# Generated by the singletons

1. Oct 7, 2013

### shoeburg

Hello,

I just started a prob theory class and i'm a total beginner. I can't find the definition of the following anywhere:
1) What does it mean for a set to be generated by the singletons? In other words, how do I show a certain set is generated by the singletons
2) Similarly, what does it mean to be generated by a collection of sets?

My guess: A set generated by the singletons (or a collection of sets) means that that set can be formed by taking all the singletons and unioning them and complementing them, which leads us to a borel field?

2. Oct 7, 2013

### jbunniii

It is meaningless to say that a SET is generated by singletons. But one can start with a set, say $X$, and a collection $B$ of subsets of $X$, and consider the algebra (aka field) generated by $B$. This is simply the smallest algebra that can be defined on $X$ which includes all of the subsets in $B$. Equivalently, it is the intersection of all algebras on $X$ which contain $B$.
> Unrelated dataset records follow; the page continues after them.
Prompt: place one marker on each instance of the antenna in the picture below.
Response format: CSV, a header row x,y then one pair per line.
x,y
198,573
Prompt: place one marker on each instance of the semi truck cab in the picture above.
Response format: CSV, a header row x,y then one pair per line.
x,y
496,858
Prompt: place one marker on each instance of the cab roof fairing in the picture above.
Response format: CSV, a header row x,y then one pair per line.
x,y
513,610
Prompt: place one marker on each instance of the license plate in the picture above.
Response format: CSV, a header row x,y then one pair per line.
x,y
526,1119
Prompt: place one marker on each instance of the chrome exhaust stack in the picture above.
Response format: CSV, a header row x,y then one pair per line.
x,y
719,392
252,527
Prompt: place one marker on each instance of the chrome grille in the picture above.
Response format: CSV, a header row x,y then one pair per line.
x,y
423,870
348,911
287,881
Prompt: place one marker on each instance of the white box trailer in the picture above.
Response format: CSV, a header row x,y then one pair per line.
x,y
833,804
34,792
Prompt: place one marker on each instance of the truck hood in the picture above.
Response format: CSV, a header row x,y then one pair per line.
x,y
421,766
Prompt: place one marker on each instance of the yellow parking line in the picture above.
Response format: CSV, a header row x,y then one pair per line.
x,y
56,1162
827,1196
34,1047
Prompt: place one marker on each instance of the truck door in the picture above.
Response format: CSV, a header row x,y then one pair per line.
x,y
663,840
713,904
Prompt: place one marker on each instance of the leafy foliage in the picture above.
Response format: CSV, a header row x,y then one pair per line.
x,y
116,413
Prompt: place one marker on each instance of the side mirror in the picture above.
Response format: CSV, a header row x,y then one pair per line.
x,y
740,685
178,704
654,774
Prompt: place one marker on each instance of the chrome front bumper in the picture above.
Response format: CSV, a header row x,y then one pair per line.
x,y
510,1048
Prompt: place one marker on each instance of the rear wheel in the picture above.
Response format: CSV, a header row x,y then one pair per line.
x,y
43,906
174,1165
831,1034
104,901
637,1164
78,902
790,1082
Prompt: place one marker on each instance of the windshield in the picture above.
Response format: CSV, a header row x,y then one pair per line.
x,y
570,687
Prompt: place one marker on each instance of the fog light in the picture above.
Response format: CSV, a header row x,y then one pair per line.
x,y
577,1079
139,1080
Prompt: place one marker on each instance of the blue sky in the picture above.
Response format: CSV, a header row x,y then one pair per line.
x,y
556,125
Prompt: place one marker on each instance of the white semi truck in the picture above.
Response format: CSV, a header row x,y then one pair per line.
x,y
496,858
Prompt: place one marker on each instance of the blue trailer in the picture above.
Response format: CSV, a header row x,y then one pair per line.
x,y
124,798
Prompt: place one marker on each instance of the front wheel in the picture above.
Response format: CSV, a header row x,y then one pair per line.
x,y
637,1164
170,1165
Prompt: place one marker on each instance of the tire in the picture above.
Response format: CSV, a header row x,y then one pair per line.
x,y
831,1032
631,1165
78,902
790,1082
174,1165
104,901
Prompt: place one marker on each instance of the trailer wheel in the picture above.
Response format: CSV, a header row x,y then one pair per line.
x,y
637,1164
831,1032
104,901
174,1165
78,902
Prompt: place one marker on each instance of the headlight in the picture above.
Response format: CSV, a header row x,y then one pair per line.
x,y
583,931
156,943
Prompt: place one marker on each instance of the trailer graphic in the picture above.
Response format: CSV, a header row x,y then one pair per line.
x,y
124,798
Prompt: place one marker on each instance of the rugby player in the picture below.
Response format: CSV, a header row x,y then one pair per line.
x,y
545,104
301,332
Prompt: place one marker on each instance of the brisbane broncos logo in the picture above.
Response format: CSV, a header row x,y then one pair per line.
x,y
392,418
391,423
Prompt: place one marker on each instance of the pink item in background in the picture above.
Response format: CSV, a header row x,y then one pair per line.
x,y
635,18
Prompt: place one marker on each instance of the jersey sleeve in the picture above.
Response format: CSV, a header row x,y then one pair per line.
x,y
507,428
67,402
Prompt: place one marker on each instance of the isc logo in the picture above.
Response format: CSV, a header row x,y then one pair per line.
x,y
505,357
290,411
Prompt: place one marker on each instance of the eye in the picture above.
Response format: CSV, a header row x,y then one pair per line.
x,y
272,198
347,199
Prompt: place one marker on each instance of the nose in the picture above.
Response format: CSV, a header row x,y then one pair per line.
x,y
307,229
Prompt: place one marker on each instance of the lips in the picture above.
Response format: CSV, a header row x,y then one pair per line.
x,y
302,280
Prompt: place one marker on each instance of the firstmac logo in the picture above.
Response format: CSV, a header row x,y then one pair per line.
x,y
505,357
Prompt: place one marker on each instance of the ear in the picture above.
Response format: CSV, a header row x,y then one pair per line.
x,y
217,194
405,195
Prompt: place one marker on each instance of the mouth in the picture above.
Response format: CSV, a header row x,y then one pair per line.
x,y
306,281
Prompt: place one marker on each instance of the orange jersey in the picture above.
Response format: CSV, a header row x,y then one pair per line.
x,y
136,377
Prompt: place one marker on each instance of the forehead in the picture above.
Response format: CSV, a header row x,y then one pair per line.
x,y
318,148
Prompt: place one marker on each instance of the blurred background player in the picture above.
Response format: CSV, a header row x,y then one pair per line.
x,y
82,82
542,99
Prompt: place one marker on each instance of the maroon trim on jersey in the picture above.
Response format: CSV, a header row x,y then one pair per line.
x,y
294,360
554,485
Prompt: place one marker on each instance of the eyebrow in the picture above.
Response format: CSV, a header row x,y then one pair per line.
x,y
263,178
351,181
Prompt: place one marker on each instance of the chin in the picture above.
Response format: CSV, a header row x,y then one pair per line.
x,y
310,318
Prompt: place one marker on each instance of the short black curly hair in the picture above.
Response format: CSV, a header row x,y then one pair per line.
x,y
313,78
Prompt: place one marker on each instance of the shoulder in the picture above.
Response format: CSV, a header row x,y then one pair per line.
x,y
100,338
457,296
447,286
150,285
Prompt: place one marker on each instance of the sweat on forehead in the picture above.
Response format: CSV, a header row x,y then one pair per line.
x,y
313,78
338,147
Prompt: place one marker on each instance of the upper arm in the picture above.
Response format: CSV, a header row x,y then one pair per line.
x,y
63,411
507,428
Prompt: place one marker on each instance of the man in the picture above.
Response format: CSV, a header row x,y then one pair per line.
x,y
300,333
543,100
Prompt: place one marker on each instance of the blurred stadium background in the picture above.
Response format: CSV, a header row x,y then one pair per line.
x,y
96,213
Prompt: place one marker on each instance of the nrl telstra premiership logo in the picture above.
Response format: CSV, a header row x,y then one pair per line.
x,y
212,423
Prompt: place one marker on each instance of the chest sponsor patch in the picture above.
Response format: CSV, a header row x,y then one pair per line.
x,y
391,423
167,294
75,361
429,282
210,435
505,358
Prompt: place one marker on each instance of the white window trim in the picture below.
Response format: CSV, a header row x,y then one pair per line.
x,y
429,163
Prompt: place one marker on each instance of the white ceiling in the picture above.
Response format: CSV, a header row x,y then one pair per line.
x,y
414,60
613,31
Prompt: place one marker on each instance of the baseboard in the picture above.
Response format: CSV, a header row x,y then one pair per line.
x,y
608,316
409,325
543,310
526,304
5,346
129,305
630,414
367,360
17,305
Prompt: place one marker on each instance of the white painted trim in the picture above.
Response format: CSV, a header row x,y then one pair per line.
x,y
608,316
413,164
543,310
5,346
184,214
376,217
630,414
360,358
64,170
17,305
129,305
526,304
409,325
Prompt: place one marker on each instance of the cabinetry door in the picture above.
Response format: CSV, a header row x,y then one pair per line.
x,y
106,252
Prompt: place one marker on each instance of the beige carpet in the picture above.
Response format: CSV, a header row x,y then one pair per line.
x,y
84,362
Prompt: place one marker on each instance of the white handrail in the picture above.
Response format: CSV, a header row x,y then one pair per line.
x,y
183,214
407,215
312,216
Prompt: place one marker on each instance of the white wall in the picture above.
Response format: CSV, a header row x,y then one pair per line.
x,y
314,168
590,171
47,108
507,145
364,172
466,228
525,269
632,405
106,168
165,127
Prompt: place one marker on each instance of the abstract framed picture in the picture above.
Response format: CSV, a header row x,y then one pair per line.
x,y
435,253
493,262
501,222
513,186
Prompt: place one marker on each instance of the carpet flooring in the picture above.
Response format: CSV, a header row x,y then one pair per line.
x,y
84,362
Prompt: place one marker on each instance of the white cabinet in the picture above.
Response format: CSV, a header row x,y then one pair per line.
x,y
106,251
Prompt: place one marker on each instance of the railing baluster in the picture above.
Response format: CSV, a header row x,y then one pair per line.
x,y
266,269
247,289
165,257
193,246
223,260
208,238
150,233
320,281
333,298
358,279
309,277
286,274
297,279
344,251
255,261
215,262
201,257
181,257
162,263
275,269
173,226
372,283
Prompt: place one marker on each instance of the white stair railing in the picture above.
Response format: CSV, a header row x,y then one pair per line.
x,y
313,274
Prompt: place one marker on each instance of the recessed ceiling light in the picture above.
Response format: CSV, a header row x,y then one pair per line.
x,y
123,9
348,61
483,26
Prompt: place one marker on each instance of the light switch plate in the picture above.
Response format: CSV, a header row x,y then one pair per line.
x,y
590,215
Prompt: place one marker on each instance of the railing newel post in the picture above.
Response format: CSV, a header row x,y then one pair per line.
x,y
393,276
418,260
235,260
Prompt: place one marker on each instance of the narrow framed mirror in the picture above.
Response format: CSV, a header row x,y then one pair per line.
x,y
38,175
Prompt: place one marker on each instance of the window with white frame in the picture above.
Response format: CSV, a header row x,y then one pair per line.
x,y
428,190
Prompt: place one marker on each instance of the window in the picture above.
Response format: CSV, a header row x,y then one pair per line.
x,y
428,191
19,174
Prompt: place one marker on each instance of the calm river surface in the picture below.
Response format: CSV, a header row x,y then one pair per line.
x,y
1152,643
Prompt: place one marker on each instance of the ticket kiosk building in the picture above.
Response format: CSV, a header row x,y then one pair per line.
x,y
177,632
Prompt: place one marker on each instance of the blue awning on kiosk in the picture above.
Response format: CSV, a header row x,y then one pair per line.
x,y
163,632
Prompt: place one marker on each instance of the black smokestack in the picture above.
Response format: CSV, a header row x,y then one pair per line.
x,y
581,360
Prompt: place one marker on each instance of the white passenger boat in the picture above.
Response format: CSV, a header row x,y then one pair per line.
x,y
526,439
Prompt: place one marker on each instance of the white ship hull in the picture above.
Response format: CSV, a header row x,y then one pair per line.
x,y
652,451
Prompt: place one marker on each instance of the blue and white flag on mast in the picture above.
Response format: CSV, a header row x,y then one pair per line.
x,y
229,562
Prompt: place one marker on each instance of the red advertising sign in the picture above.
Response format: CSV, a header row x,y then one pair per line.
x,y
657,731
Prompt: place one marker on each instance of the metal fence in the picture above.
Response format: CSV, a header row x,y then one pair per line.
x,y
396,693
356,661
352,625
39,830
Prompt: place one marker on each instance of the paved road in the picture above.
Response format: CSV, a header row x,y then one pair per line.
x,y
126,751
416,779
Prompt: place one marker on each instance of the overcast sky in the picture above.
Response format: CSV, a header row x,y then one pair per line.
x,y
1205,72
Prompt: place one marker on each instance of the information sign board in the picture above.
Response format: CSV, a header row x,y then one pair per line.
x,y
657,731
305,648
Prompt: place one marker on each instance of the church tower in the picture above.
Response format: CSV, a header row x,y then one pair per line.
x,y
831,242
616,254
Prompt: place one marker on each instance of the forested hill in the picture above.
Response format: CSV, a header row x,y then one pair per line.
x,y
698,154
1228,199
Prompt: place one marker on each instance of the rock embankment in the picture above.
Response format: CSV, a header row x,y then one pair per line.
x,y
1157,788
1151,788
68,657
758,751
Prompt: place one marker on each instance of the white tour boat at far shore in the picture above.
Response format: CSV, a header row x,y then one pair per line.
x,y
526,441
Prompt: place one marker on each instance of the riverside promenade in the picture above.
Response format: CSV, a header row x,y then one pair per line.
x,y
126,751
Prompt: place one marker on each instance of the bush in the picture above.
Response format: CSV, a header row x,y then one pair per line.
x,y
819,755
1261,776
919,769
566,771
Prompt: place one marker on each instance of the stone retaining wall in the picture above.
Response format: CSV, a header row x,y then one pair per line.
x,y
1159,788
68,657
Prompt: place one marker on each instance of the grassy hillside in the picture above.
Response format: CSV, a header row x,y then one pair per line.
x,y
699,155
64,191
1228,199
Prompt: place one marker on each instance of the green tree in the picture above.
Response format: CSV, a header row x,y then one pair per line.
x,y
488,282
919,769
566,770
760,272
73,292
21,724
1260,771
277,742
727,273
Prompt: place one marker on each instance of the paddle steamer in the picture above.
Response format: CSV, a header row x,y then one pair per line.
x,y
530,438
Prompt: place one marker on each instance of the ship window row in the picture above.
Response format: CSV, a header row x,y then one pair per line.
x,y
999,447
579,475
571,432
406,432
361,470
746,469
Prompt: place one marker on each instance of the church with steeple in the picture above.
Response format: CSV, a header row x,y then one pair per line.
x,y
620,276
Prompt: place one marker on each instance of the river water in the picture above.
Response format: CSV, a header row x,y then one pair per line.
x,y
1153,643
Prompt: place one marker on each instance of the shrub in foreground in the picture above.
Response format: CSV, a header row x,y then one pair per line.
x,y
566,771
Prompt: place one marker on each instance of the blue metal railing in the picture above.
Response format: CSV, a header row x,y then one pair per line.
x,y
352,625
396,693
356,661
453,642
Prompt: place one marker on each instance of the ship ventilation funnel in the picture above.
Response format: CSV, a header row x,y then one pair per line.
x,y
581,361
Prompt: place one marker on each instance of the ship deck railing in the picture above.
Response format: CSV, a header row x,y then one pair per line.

In your case, you have some set $X$ and can define $B$ to be the set of all singletons in $X$. Then there is some smallest algebra which contains all the singletons, namely the intersection of all algebras that contain all the singletons.

3. Oct 8, 2013

### shoeburg

Okay. I'm slowly picking up on this. Specifically, I'm asked to prove: Let B be the collection of all subsets of A (a sigma-algebra?). A is countable if and only if B is generated by the singletons. See my only experience with generators is from a couple abstract algebra courses I've taken, so in my head I'm thinking of a bunch of singletons doing some operation amongst themselves like unioning until all possibilities are exhausted. I'm not sure what exactly I'm trying to prove to show its generated by said singletons. I appreciate your help.

4. Oct 8, 2013

### jbunniii

That's more or less correct, but it's not the only characterization, and sometimes other, equivalent statements are easier to work with:

(1) the sigma algebra $Y$ is generated by the singletons

if and only if

(2) $Y$ is the smallest sigma algebra on $A$ which contains all the singletons

if and only if

(3) $Y$ is the intersection of all sigma algebras on $A$ which contain the singletons

if and only if

(4) if $Z$ is any sigma algebra on $X$ which contains all the singletons, then $Y \subset Z$

Keeping this in mind, let's look at your problem. You have $B = \mathcal{P}(A) =$ the power set of $A$.

Suppose that $A$ is countable. Suppose that $Z$ is a sigma algebra containing all the singletons of $A$. Since $Z$ is closed under countable unions, and $A$ is countable, it follows that every subset of $A$ is in $Z$. Thus, $B = \mathcal{P}(A) \subset Z$. Therefore $B$ satisfies the role of $Y$ in (4) above. Since (4) is equivalent to (1), it follows that $B$ is generated by the singletons.

See if you can find a similar argument for the reverse implication.

5. Oct 10, 2013

### shoeburg

Okay. Let B be generated by the singletons. Since B is a sigma-algebra, it is closed under countable unions, and since it must contain every singleton, there must then only be a countable number of singletons, implying A is countable.

6. Oct 11, 2013

### jbunniii

I don't see where you used the fact that B is generated by the singletons.

The power set of $\mathbb{R}$ (i.e. the set of all subsets of the real numbers) is a sigma algebra, and it contains all the singletons, but there are an uncountable number of singletons.

7. Oct 11, 2013

### jbunniii

Suppose the sigma algebra $B = \mathcal{P}(A)$, the power set of $A$, is generated by the singletons of $A$.

Consider the set $C = \{S \subset A : \text{ either }S \text{ is countable or }S^c\text{ is countable}\}$.

Claim 1: $C$ is a sigma algebra
Claim 2: $B \subset C$

Can you prove these claims? Can you use them to prove that $A$ must be countable?

8. Oct 11, 2013

### shoeburg

Whoops. Does it make sense to say that since B is the smallest sigma-algebra on A containing the singletons, then it is at most countable, because if it was uncountable it couldn't be the smallest?

9. Oct 11, 2013

### shoeburg

Whoops again I didn't see your second post. I'll try that. I really appreciate your help.

10. Oct 11, 2013

### jbunniii

FYI, I made a correction to my last post - please refresh to make sure you get the corrected version.

11. Oct 11, 2013

### jbunniii

But your goal is to show that $A$ is countable, not $B$. Indeed, if $A$ is countably infinite and $B$ is the power set of $A$, then $B$ is always uncountable.